Within weeks of North Carolina’s secession from the Union, the Confederacy had established a military presence on Roanoke Island. Roanoke Island derived its military significance by virtue of its location near the opening of two major sounds. By the winter of 1861-1862 there were three sand forts on the west side of the island, and small batteries on the east side and in the center of the island.
Even with the fortifications, Confederate defenses were, however, rather weak. Henry A. Wise, the general in charge of holding the island, complained to his superiors that troop strength fell short of what would be needed for an adequate defense, but the troops were needed elsewhere. Union troops under General Ambrose E. Burnside easily captured the island on February 8, 1862. After the battle, the Union went on to occupy a number of coastal North Carolina towns. Meanwhile, Roanoke Island remained a Union stronghold, garrisoned by Union troops until after the war.
As had been the case in parts of South Carolina and Virginia, once slaves in or near the occupied areas of North Carolina heard that the Union army had established a foothold, they streamed across Union lines with hopes of obtaining freedom. Within weeks of the establishment of official occupation, large numbers of slaves organized themselves into refugee camps at or near Union headquarters in the occupied areas. Following the lead of General Benjamin Butler at Fortress Monroe, General Burnside concluded that the former slaves should be considered “contraband” of war and granted them the status of freedmen. He ordered the officers in charge of the local occupations to provide charitable support and to put the able-bodied men to work, especially in the construction of fortifications and docks.
During the first few months of the Union occupation of Roanoke Island, over 250 former slaves settled in a camp close to Union headquarters. By the end of the year, the number had grown to 1,000. Most of the former slaves had escaped to the island from the North Carolina mainland; many were strangers to each other. Nevertheless, they set about to establish a thriving community, including their own school and several churches. As word of the camp spread, more and more former slaves fled to the island. Refugees crowded into some of the old Confederate barracks on the north end of the island in an area that became known as Camp Foster, and sanitation problems appeared likely.

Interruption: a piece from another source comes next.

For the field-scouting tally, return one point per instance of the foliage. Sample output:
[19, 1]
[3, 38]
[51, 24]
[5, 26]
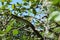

Seeking to exert control over the Roanoke Island camp, as well as the other contraband camps in North Carolina, in April 1863 Major General John G. Foster, Commander of the 18th Army Corps, appointed the Reverend Horace James, an evangelical Congregationalist minister and abolitionist from Worcester, Massachusetts, to be “Superintendent of all the Blacks” in the Department of North Carolina. Later that spring, Foster ordered James to help establish an organized colony of former slaves on Roanoke Island. Anticipating that a number of the black men would be recruited into the Union army, the military saw the need to provide a safe sanctuary for the families of the black soldiers. Thus, the contraband camp became an officially recognized colony.
Although his headquarters were in New Bern, Horace James felt a special fondness for Roanoke Island. From its inception, he and some of the other military authorities associated with the colony viewed it as more than a temporary shelter for the former slaves. On numerous occasions James wrote of the need to regenerate the South-to eradicate the sin of slavery and replace it with a free labor system. James, in fact, clearly intended the Roanoke Island colony to be a permanent settlement, a model that would be emulated throughout the South. As he underscored in a letter that he wrote for distribution in the North in the summer of 1863 soliciting support for the work on Roanoke Island, James enthusiastically embraced the colonization as an opportunity to create what he termed a “New Social Order.”
In the summer of 1863, James and his assistants laid out what amounted to a New England-style village stretching from Weir’s Point to Pork Point on the north end of the island. Freedpeople were given lots upon which they built their own homes. James thought that small plots of land and domestic manufacturing, along with shad fisheries and a sawmill, would be the keys to the colony’s self-sufficiency and independence.
Work in the colony presented Northern missionary teachers from the American Missionary Association and the New York branch of the National Freedman’s Relief Association with a grand opportunity to put into practice ideas about abolition and evangelicalism that had been simmering in New England for almost forty years. Although six teachers, including Horace James’s cousin Elizabeth James, constituted the heart of the teaching corps on the island, at least twenty-seven missionary teachers, most from New England, worked on the island during the period from 1862 to 1867. Most were evangelical Protestants, with strong abolitionist beliefs and a fervent missionary spirit. Many described their efforts in letters to the offices of the missionary associations and to friends.
The Northern missionaries attempted to infuse the colony with a combination of evangelical fervor and traditional republican values. They firmly believed that education would prepare the freedpeople for citizenship. The Northern press eagerly reported on the struggles and accomplishments in the colony, whose population hovered around 3,500 by the end of the war. The colony was a trial run for some significant ideas-free universal public education, small freeholding, wage labor-that could have drastically altered society and culture in late nineteenth-century North Carolina and the South in general. Time Full of Trial: The Roanoke Island Freedmen’s Colony, 1862-1867 traces the rise and fall of this significant attempt to create a “New Social Order” in the South.